東京都振興公社

【完全版】2025年 東京都中小企業振興公社の助成金・補助金 全件リスト+2026年制度予測

Contents
  1. この記事でわかること(2025年に「公社が公募」した助成金を“全部”まとめた総覧)
  2. 2025年に公社が公募した助成金「全体マップ」(まずは全制度を俯瞰)
  3. 2025年 主要助成金一覧(令和7年度の公募制度・全件サマリー表)
  4. 2025年の重点制度(“資金規模が大きい・採択効果が大きい”もの)
  5. 2025年【製品開発】開発費が取れる助成金(R&D系は“テーマ別”に使い分ける)
  6. 2025年【創業】創業助成事業(都内で創業するなら最優先で検討)
  7. 2025年【商店街】商店街起業・承継/若手・女性リーダー(都内商店街の実店舗に強い)
  8. 2025年【サービス】事業環境変化に対応した経営基盤強化(一般/小規模/賃上げ重点)をどう使い分けるか
  9. 2025年【サービス】受動喫煙防止対策支援(飲食・宿泊は見落としがちだが強い)
  10. 2025年【生産性向上】DX・デジタル助成(“大・中・小”の3段構え)
  11. 2025年【知的財産】海外出願・調査・海外商標対策まで、知財助成は“9本+条件付き2本”で盤石
  12. 2025年【設備投資】躍進的設備投資(最大2億円)— 2025年の主力制度を深掘り
  13. 2025年【設備投資】エネルギー自給促進/オフィスビル省エネ/サプライチェーン脱炭素(GXの3方向)
  14. 2025年【設備投資】経営統合等による産業力強化(上限4億円)— “統合×工場”の超大型枠
  15. 2025年【事業承継】承継を契機とした成長支援/承継支援助成(200万)— “承継後の伸ばし方”で選ぶ
  16. 2025年【危機管理】サイバー/LED節電/BCP(“守りの投資”を補助で実装)
  17. 2025年【販路拡大】展示会・市場開拓・福祉特化・ゼロエミ販路(販促費は“制度適合”がすべて)
  18. 2025年【社会情勢】価格高騰・GSマルチエネ・2024年問題対策(“政策ド真ん中の緊急枠”)
  19. 2025年に“公募が確認できる”根拠(どこを見れば「公募した」と言えるのか)
  20. 2026年はどんな制度が出る?(“継続・拡充・新設”を予想する)
  21. 2026年予想①:2025年の主力制度は「名称そのままor近い形で継続」する確率が高い
  22. 2026年予想②:DXは「生成AI・セキュリティ・データ活用」に寄って“要件が具体化”する
  23. 2026年予想③:GX(脱炭素)は「サプライチェーン対応」と「省エネ設備」で二極化が進む
  24. 2026年予想④:医療・介護・高齢者市場は「現場実装(PoC)+普及」側の支援が増える
  25. 2026年予想⑤:知財助成は「海外展開×権利行使」への比重がさらに増える
  26. 2026年予想⑥:社会情勢枠(価格高騰・緊急支援)は「情勢次第で新設・延長」があり得る
  27. 2026年に向けて今すぐできる「準備チェックリスト」(予想が外れても無駄にならない)
  28. まとめ(2025年の“全制度総まとめ”と、2026年の方向性)
  29. 各種補助金・融資など資金調達のサポート|壱市コンサルティング

この記事でわかること(2025年に「公社が公募」した助成金を“全部”まとめた総覧)

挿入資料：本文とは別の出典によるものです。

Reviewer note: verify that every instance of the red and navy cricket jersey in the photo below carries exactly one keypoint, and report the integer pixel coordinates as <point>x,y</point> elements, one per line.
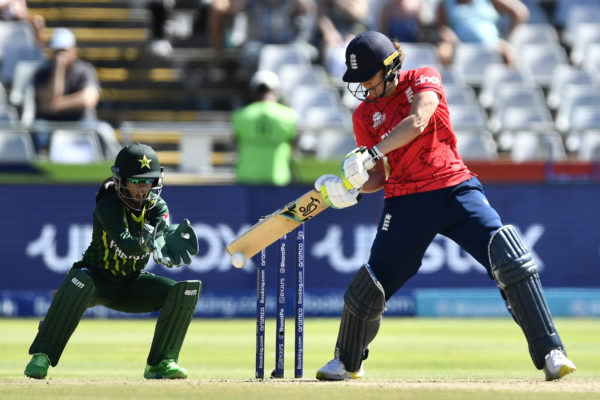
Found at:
<point>431,160</point>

この記事は、2025年(=令和7年度)に東京都中小企業振興公社が「公募(募集・申請受付)」を行った助成金制度を、公式の助成金一覧ページに基づいて“漏れなく”棚卸しし、重点制度として体系化したまとめ記事です。加えて、2026年(令和8年度)にどんな制度が出そうかを、2026年時点の公社掲載状況や2025年の制度設計の流れから予想します。
(制度名・上限・補助率・担当・対象は、公社「助成金一覧」掲載の令和7年度枠をベースに整理しています。)


2025年に公社が公募した助成金「全体マップ」(まずは全制度を俯瞰)

2025年の公社助成金は、目的別に見ると大きく次の10群に整理できます(=公社の分類に対応)。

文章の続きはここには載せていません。